7- Household/spare time (2 items)
8- Lifestyle factors (2 scales and 5 items)
9- Psychosomatic factors (17 items)
10- Life events (17 items)
In the second step we translated the questionnaire into the Persian language. The expert panel in Iran discussed the pitfalls of the translated version. This group shared their results with Swedish expert panel group. Finally in step three, both groups confirmed the translated version. Within these groups we used a consensus-building strategy that satisfied all of the members' concerns based on the disciplines they represented.
These group changes were mainly demographic ones such as: accommodation, commutation time, history of participation in the war with Iraq, and disability related to the war.
Thus the Persian version of the final questionnaire was prepared, and ready for work on its validity and reliability.
Validity detection
In the fourth step, we used the Focus Group Discussion (FGD) method to detect questionnaire face and content validity [14].

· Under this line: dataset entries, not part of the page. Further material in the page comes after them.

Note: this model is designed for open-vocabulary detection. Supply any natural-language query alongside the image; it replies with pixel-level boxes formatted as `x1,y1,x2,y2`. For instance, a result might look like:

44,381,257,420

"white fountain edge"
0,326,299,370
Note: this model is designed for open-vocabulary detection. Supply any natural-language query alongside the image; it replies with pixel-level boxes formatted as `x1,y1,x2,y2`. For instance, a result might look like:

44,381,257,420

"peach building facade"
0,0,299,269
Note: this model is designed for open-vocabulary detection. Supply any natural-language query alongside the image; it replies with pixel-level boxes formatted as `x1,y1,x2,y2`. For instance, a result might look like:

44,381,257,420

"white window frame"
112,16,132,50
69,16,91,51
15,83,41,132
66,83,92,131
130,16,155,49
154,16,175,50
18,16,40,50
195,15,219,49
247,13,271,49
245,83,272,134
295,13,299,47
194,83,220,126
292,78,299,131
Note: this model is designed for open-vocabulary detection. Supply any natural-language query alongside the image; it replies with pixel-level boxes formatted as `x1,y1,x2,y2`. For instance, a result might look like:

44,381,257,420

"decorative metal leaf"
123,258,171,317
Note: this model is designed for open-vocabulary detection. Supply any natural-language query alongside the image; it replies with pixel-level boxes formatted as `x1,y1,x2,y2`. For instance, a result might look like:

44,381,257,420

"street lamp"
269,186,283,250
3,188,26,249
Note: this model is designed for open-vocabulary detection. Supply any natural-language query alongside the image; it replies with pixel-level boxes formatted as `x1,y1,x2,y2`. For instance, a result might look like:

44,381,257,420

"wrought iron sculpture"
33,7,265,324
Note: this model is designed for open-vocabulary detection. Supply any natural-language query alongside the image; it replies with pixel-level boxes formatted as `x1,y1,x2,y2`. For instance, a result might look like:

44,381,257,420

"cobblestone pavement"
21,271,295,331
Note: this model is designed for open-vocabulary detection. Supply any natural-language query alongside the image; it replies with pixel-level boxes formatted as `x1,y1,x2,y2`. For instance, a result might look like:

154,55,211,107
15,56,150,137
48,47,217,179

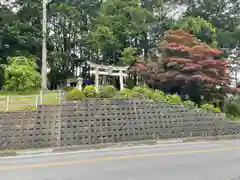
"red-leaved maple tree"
132,30,237,100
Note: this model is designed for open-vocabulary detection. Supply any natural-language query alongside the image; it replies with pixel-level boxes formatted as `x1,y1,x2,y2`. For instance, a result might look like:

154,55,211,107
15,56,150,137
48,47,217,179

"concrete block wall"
0,99,240,149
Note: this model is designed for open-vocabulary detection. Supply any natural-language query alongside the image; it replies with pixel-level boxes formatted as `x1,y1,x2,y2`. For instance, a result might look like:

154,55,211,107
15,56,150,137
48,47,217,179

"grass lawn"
0,91,62,111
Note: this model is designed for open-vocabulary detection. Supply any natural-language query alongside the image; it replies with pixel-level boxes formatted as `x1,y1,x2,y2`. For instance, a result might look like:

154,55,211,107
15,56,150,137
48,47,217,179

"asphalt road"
0,140,240,180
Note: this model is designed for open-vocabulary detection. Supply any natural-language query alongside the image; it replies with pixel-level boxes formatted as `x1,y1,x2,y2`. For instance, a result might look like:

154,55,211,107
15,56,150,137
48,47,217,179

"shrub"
223,97,240,117
132,86,154,98
66,88,85,101
4,56,40,92
200,104,221,113
183,101,195,107
119,88,141,99
99,86,117,98
63,86,75,92
166,94,181,104
83,85,97,98
151,90,166,101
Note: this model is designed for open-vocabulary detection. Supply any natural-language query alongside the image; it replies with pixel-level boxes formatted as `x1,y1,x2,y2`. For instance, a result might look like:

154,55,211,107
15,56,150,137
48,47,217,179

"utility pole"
41,0,47,90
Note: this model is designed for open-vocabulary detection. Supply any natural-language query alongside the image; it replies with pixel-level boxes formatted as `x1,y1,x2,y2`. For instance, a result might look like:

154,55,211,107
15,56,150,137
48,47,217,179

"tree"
88,0,153,64
137,30,233,103
4,56,40,92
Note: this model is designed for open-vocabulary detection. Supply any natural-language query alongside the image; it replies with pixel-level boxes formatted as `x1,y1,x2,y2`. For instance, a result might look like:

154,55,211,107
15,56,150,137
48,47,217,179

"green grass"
0,91,62,111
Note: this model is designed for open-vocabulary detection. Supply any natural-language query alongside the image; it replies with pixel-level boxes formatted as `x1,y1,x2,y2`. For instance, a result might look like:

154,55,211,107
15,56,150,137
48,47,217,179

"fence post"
36,95,38,109
40,90,43,104
58,90,62,104
6,96,10,111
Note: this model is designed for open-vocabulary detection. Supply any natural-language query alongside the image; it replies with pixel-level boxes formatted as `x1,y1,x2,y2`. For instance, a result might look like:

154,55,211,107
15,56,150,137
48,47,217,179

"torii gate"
78,61,129,91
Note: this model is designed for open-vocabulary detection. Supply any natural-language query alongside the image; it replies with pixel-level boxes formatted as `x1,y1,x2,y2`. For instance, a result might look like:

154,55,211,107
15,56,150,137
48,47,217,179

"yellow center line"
0,146,240,171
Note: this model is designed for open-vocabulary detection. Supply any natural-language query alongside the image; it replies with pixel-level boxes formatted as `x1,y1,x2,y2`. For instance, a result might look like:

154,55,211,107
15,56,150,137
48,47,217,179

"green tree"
4,56,40,92
88,0,153,64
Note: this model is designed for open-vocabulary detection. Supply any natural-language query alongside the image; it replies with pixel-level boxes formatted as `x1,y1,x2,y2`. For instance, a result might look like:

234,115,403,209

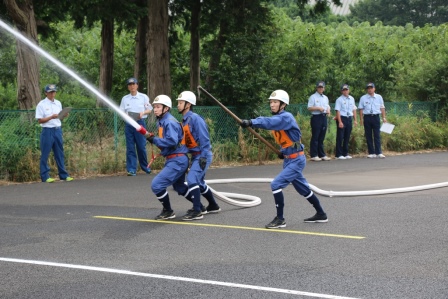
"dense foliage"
0,6,448,119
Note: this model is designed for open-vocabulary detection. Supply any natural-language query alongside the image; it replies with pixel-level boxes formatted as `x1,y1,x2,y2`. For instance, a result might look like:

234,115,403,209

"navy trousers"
310,114,327,158
364,114,382,155
336,116,353,157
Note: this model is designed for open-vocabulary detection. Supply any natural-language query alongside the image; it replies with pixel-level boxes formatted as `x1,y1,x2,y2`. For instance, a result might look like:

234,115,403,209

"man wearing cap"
334,84,358,160
308,81,331,161
358,82,387,158
36,84,73,183
120,78,152,176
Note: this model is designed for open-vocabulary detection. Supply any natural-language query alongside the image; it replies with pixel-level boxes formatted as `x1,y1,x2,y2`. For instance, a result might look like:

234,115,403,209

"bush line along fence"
0,102,437,182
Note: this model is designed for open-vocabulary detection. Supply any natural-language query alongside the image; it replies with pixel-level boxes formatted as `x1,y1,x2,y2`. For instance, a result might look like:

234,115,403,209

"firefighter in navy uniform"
241,90,328,228
177,91,221,221
145,95,188,220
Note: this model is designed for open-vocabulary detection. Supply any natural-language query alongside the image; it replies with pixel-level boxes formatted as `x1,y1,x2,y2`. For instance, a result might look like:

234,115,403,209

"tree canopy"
350,0,448,27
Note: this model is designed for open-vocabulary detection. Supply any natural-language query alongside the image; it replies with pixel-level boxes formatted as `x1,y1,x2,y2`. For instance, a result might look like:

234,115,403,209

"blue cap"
126,77,138,85
44,84,57,92
316,81,325,87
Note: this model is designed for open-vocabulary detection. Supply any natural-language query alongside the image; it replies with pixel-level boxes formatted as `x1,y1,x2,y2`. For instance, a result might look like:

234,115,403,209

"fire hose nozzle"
137,126,146,135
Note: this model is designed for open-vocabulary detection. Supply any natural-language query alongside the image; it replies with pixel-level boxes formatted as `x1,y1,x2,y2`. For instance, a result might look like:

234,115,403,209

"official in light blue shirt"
36,84,73,183
334,84,358,160
120,78,152,176
358,82,387,158
308,81,331,161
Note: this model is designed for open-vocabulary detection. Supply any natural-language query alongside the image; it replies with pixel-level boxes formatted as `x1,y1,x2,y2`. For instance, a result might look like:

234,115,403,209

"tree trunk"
134,16,149,86
96,20,114,107
205,18,229,90
4,0,41,110
190,0,201,102
147,0,171,99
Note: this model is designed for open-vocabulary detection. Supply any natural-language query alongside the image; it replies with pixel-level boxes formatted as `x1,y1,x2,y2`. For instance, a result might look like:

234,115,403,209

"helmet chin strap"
271,102,286,115
156,105,170,119
177,102,187,114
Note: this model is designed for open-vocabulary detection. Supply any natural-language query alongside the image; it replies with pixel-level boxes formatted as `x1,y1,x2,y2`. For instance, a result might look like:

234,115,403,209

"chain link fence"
0,102,437,182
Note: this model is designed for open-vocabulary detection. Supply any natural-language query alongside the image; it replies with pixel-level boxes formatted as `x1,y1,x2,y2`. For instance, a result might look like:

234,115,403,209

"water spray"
0,20,146,135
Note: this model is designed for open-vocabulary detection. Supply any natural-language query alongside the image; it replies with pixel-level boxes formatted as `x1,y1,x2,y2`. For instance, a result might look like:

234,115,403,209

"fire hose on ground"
205,178,448,208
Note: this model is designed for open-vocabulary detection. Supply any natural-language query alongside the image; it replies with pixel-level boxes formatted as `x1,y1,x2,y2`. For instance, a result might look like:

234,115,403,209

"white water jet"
0,19,146,134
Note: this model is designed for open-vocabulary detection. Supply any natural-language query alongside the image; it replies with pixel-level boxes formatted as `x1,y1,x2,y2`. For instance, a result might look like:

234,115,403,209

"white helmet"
177,91,196,105
269,89,289,105
153,94,171,108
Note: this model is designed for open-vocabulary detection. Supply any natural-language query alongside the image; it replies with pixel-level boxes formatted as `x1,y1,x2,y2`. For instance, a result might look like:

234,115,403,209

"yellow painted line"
93,216,366,240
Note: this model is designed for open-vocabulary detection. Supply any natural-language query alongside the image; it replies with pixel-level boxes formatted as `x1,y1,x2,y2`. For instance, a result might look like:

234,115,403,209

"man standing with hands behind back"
334,84,358,160
120,78,152,176
358,82,387,158
308,81,331,161
36,84,73,183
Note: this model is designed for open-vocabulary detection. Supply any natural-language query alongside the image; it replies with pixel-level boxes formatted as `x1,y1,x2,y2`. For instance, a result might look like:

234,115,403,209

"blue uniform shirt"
154,112,188,157
251,110,303,155
120,92,152,118
334,95,356,116
182,111,212,158
308,91,330,115
358,93,384,114
36,98,62,128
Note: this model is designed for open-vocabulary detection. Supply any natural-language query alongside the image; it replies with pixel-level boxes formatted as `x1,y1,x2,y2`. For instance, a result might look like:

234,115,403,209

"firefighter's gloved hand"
199,158,207,170
145,132,155,143
240,119,252,128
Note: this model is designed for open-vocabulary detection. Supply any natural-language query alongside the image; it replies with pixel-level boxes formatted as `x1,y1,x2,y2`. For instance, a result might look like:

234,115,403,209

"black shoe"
265,217,286,228
187,205,207,215
207,205,221,213
156,209,176,220
303,213,328,223
182,210,204,221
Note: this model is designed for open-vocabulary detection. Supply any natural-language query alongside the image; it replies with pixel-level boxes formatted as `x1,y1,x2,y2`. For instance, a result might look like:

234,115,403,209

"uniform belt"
165,154,185,160
283,151,304,159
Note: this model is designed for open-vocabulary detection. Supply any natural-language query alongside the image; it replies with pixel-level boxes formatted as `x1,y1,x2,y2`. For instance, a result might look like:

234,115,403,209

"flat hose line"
205,178,448,208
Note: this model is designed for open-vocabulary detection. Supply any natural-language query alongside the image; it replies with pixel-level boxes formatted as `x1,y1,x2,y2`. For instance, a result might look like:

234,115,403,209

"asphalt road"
0,152,448,299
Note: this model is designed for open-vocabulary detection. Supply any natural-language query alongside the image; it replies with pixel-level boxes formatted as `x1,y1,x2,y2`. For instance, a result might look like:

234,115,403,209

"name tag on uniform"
128,112,140,120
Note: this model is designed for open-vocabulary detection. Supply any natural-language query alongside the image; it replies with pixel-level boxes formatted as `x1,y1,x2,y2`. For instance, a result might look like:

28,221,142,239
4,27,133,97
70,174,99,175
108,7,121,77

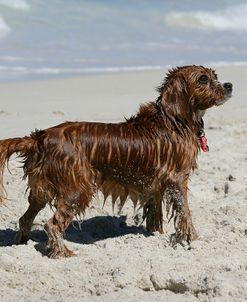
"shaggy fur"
0,66,232,258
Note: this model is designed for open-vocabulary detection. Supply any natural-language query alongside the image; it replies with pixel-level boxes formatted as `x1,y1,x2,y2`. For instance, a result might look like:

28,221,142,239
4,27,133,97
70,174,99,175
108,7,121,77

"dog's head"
158,65,232,120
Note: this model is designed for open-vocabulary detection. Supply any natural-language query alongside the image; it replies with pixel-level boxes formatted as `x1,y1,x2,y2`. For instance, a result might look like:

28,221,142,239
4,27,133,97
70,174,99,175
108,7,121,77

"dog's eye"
198,74,209,84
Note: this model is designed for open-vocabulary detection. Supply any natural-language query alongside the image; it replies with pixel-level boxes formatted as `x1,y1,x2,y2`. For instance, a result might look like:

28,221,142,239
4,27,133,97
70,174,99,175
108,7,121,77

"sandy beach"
0,66,247,302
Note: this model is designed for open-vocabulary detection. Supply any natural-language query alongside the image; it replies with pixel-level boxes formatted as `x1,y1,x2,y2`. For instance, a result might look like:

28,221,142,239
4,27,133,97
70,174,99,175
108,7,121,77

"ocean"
0,0,247,81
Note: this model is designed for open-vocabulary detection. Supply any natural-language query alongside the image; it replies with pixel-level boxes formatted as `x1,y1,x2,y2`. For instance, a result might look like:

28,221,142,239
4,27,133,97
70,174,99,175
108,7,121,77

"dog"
0,65,232,258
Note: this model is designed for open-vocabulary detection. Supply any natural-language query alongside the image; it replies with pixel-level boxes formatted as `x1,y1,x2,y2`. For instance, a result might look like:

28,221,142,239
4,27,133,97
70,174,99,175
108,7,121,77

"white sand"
0,67,247,302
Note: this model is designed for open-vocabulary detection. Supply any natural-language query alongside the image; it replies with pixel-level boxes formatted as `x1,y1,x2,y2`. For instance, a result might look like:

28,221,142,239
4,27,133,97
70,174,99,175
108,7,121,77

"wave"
165,4,247,31
0,17,10,38
0,0,30,11
0,61,247,78
0,65,168,77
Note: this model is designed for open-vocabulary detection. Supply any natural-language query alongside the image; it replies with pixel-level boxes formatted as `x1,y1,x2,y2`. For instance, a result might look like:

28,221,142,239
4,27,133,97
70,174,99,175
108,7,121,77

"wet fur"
0,66,232,257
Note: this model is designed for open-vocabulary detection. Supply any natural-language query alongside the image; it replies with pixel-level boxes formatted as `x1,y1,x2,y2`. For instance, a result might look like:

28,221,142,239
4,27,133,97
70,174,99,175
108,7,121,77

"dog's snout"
223,82,232,92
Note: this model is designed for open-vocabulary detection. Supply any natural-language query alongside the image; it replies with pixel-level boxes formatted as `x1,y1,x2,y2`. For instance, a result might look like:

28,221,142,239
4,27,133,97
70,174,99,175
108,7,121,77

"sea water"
0,0,247,81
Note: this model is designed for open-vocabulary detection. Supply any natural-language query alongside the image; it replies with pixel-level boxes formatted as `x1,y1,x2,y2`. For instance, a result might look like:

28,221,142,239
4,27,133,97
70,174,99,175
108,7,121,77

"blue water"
0,0,247,81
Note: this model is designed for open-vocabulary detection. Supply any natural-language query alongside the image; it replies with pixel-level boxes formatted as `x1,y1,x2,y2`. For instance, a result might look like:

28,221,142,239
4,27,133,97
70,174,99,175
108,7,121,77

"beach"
0,66,247,302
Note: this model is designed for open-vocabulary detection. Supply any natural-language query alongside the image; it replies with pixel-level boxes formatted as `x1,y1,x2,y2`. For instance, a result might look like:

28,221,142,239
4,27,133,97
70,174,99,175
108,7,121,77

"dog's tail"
0,136,36,204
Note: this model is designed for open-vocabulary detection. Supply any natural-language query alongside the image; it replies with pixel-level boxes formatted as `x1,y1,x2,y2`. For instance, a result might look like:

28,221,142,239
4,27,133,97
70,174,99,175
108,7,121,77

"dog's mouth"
215,92,232,106
215,82,232,106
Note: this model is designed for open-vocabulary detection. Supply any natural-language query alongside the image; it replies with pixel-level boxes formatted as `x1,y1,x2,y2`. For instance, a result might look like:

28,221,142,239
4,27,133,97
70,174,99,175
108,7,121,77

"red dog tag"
200,135,209,152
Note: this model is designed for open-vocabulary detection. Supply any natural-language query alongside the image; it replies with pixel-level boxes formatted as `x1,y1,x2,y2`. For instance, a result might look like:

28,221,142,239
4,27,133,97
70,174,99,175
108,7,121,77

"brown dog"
0,66,232,257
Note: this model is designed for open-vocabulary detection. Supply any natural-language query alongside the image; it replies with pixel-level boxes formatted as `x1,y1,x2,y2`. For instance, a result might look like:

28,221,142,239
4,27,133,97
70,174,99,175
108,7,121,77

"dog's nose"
223,82,232,92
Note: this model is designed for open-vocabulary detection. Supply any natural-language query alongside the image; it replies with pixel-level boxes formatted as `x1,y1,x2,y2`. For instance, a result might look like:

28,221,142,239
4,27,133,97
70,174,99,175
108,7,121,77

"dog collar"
198,129,209,152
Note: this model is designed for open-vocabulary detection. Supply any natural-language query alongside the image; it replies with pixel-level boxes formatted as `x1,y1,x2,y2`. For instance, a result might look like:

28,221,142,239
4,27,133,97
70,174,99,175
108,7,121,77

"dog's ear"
158,71,193,122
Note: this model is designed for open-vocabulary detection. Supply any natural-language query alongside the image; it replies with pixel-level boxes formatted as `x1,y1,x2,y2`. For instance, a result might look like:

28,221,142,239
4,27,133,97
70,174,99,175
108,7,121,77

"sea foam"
165,4,247,31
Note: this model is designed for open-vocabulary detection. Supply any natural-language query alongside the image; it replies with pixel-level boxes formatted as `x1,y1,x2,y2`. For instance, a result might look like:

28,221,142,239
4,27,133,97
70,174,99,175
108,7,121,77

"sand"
0,66,247,302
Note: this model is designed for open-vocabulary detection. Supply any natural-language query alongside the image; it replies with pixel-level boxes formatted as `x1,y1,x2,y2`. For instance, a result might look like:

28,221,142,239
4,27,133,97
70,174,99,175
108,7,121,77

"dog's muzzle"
223,82,232,95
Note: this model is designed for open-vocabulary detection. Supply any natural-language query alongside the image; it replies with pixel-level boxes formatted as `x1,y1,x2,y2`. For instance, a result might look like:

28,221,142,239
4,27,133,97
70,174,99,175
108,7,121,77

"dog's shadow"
0,216,152,249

We conducted 3 discussion groups; each group consisted of 5–6 participants with different job titles including workers, office workers, expert workers (technicians and engineers) and managers.
The main objective of the group meetings was to identify:
a- that people understood the concept of the questions.
b- that people understood the questions in the same way as the investigators did.
Each meeting lasted for 2–3 hours. One occupational physician and one psychologist were the fixed interviewers, and one psychologist or industrial nurse took it in turns to accompany them.
The focus group discussions were taped and noted. The questions discussed were:
1- Which question is ambiguous in each domain and how many participants agree with this?
2- Is ambiguity related to the question stem, or answer, or both?
3- How can the above question be changed to make it clearer?
4-Are there any other suggestions to improve the questionnaire?
Reliability detection
To detect the reliability of the questionnaire, we used the test-retest method. 40 participants selected randomly and proportional to their job titles and levels of education (secondary school to master's level) were asked to fill in the questionnaire at 3 week intervals. Interclass Correlation Coefficients (ICCs) for the rating scale, and kappa coefficients for dichotomous answers and categorical data, were used for analyses [15].
To assess/rate the ICCs or Kappa we used the following scoring system:
>0.9 excellent
>0.8 good
>0.7 acceptable
>0.6 questionable
>0.5 poor
<0.5 unacceptable [16, 17]
We analyzed all of the questions (items) in referred groups separately and one by one, but due to the large number of questions we reported the results based on their pertinent domain.